1957 yılı içinde Kıbrıs Türk liderliğince benimsenen taksim politikasına karşı çıkanlardan biri de, milliyetçi ve liberal bir demokrat olan Baflı Dr. İhsan Ali idi ve 1960’ların başında görüştüğü bir Alman gazeteciye şunları söylemişti: “O zamanlar (taksim planlarına karşı) uyarıcı olarak konuşan tek Türk politikacısı bendim. Şöyle diyordum: Baylar, görüşmeler taksime doğru gitmektedir. Bu emperyalistlerin kirli bir taktiğidir. Taksim şeytanca bir çözüm şeklidir!...1957’de sömürge hükümetinin politikası yavaş yavaş Kıbrıslı Türkler ile Rumlar arasında ayrılık yaratmaya doğru geliştikçe, ben görevimden ayrıldım. Türk terörist örgütü TMT’nin başı olan Denktaş, bana Mart 1958’de bir kez daha kendisiyle birlikte çalışmamı rica etti. Ben bu öneriyi reddettim. Çünkü Denktaş’ın terör politikasının nereye doğru gittiğini biliyordum. Bu korkunç kardeş katline doğru bir gidişti.” (Konrad Schmidt, Auf der Suche nach Aphrodite, Leipzig 1966, s.246)
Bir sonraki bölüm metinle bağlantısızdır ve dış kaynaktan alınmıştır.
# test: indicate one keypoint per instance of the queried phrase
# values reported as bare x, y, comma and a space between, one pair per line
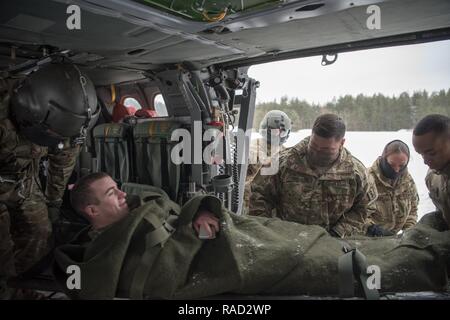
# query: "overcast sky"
389, 71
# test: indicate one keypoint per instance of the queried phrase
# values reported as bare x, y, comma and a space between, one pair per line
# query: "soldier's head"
97, 197
394, 159
275, 123
54, 103
327, 140
431, 138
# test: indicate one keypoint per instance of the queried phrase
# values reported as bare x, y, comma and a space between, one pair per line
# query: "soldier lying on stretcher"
148, 247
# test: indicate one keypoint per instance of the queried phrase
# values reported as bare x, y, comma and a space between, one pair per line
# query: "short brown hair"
329, 126
81, 194
437, 123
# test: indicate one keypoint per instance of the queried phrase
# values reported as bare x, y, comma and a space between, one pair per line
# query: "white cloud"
389, 71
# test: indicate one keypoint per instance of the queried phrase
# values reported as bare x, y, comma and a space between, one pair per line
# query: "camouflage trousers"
25, 229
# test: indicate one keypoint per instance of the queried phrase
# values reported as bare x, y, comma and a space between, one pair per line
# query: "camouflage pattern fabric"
258, 156
396, 203
250, 255
438, 183
24, 223
339, 200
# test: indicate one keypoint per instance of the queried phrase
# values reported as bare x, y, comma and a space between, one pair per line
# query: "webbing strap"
116, 159
165, 167
147, 178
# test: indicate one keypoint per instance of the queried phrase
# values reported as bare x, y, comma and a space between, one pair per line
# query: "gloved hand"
377, 231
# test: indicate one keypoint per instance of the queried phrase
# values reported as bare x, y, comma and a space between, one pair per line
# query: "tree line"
363, 113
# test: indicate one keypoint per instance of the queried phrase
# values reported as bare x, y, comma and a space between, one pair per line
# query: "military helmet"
275, 119
55, 102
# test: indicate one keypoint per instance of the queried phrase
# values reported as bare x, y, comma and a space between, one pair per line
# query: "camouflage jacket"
258, 157
396, 203
438, 183
19, 165
341, 199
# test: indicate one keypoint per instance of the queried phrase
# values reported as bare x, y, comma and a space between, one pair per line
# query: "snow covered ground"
367, 146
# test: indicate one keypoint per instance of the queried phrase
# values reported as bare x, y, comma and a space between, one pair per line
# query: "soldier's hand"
377, 231
208, 222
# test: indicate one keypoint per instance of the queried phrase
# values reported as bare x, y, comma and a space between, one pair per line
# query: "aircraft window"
132, 102
160, 105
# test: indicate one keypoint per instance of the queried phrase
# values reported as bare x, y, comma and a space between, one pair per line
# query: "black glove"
377, 231
334, 233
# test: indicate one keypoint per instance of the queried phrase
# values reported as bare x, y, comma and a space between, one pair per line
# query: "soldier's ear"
91, 211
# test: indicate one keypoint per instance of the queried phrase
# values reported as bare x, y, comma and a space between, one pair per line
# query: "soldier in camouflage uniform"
275, 122
319, 182
431, 138
42, 117
397, 193
144, 246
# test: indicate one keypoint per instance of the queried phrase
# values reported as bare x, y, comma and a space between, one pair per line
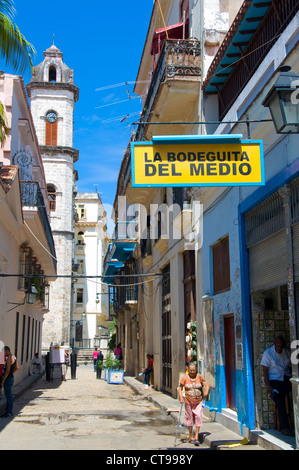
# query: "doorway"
230, 361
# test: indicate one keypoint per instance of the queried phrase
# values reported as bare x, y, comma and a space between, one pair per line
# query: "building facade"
27, 250
222, 303
91, 298
154, 312
257, 235
53, 96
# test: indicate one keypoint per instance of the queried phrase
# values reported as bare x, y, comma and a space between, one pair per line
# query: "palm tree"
14, 49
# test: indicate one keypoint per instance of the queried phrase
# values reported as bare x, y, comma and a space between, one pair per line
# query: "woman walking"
196, 389
10, 367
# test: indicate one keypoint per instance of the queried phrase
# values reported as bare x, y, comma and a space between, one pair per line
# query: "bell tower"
53, 95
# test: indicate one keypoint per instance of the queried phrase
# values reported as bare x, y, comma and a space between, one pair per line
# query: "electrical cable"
79, 276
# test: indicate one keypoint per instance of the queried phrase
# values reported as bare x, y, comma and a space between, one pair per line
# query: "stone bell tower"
53, 95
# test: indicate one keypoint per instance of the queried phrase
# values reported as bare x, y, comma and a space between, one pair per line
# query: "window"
221, 266
81, 211
184, 7
52, 74
80, 238
80, 266
52, 197
51, 133
79, 295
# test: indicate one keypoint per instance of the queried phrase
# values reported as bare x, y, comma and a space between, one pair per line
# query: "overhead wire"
78, 276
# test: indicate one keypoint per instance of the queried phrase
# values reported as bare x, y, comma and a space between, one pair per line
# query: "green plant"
111, 362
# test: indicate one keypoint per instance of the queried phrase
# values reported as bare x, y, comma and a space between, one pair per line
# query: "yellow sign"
197, 164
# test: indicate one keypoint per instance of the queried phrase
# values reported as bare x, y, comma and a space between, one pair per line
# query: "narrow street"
87, 414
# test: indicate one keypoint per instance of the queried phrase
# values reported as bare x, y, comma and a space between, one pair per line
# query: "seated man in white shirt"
276, 362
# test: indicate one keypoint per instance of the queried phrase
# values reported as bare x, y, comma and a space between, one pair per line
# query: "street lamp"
283, 102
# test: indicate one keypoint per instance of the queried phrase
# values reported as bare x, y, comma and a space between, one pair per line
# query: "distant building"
26, 241
53, 95
90, 302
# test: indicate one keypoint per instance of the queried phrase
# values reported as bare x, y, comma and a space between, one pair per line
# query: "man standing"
10, 367
276, 362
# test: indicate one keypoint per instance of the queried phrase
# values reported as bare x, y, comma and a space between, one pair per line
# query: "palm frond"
14, 47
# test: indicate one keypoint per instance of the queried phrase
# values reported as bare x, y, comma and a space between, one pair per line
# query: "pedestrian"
148, 370
64, 367
196, 389
36, 365
10, 368
100, 359
276, 362
95, 358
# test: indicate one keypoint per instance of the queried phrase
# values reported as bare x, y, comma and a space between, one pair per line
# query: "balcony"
175, 86
39, 232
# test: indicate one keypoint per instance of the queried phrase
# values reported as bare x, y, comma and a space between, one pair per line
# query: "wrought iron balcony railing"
32, 197
179, 59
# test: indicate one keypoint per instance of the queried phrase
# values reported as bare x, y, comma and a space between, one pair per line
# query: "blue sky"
103, 43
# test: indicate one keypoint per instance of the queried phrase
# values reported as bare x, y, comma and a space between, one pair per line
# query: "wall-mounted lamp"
283, 102
31, 295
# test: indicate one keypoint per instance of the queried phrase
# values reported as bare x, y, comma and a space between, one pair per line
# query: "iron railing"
179, 59
32, 197
276, 20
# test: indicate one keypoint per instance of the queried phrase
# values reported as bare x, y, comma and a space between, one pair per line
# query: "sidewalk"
215, 435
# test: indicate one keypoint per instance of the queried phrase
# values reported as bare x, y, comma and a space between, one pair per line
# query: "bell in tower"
53, 95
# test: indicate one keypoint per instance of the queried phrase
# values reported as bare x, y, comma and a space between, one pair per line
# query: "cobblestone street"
88, 414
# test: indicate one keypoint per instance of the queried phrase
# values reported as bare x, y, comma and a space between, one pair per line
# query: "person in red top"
147, 372
196, 389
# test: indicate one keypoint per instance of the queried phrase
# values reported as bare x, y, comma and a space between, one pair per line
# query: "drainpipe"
285, 194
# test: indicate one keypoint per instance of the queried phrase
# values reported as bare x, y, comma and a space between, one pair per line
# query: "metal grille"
264, 220
166, 333
276, 20
295, 201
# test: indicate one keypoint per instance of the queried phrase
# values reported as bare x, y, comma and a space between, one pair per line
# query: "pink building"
26, 244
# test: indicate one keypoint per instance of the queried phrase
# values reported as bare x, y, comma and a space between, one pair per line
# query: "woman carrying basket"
196, 389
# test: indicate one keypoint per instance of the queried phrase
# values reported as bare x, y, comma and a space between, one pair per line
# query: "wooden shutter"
268, 263
221, 266
51, 133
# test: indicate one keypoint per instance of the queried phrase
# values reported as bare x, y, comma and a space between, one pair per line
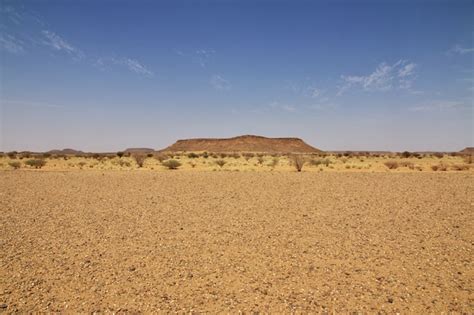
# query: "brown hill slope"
467, 150
247, 143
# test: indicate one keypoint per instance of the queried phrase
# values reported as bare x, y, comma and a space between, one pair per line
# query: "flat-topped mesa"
246, 143
467, 150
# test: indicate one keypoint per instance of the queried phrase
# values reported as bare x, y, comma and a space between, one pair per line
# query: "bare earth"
229, 241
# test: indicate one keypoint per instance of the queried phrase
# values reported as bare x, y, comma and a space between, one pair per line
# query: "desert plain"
352, 239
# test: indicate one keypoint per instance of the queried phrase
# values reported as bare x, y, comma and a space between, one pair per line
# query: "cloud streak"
133, 65
11, 44
56, 42
383, 78
219, 83
458, 49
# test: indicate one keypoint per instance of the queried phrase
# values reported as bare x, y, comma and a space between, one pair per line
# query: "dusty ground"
229, 241
264, 163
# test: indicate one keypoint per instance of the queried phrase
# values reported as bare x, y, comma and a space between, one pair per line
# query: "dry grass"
252, 162
224, 242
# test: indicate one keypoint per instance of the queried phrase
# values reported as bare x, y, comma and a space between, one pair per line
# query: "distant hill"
247, 143
467, 150
139, 150
66, 152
Sömürge hükümetinin yetkilileri tarafından dile getirilen taksim yanlısı görüşleri de kısaca aktarmakta yarar vardır. Avam Kamarasında 19 Temmuz 1956 günü konuşan Muhafazakar Parti milletvekili Walter Elliot bir çözüm şekli olarak taksim üzerinde ciddl bir şekilde düşünülmesi gerekir” derken, Sömürgeler Bakanı Lennox Boyd da 9 Aralık 1956’da yine Avam Kamarasında konuşurken, adada yaşayan Türklerle Rumlara ayrı ayrı self-determinasyon hakkının tanınmasının düşünülebileceğinden söz etmişti. (E.Yüksel, Kıbrıs’ın taksimine ilişkin ilk öneriler, Söz dergisi, Sayı: 10-13, 1985) New York Times gazetesi ise, taksim fikrinin Amerika tarafından da ciddi görüşmelere konu olduğunu ve buna göre Kıbrıs’ın Türkiye’ye bakan kuzey kısımlarının Türklere güney kısımlarının da Rumlara verileceğini 1956 Ekim’inde yazmıştı. (aktaran Hürriyet, 15 Ekim 1956)

1957 Baharında ise Kıbrıs Valiliği sekreterliği tarafından hazırlanan ve eğer taksim kaçınılmaz hale gelirse nasıl uygulanabileceğini araştıran bir raporda, adanın taksim edilmesi için herhangi bir coğrafik veya demografik temelin bulunmadığı ve taksimin uygulanabileceği tek yolun silah gücü kullanmakla olası olduğu ve bunun için de gerekli zor kullanımın siyasi açıdan kabul edilemiyecek derecede olduğu belirtilmekteydi. Mutlaka zora dayanılarak bir çizgi çekme fikrini ele alan raporcular, Kıbrıslı Rumlarla Türklerin çizginin hangi tarafında kalmak istediklerine karar vermeleri için, onlara uzun bir süreyi kapsayacak şekilde teşvikler sağlamak gerekeceğini ifade etmişlerdi. Ama bunu kabul etmeyecek olan gerek Rumların, gerekse Türklerin de onayının alınması gerekeceğinden bu fikri reddetmişlerdi. (J.Reddaway, agy, s.102-103)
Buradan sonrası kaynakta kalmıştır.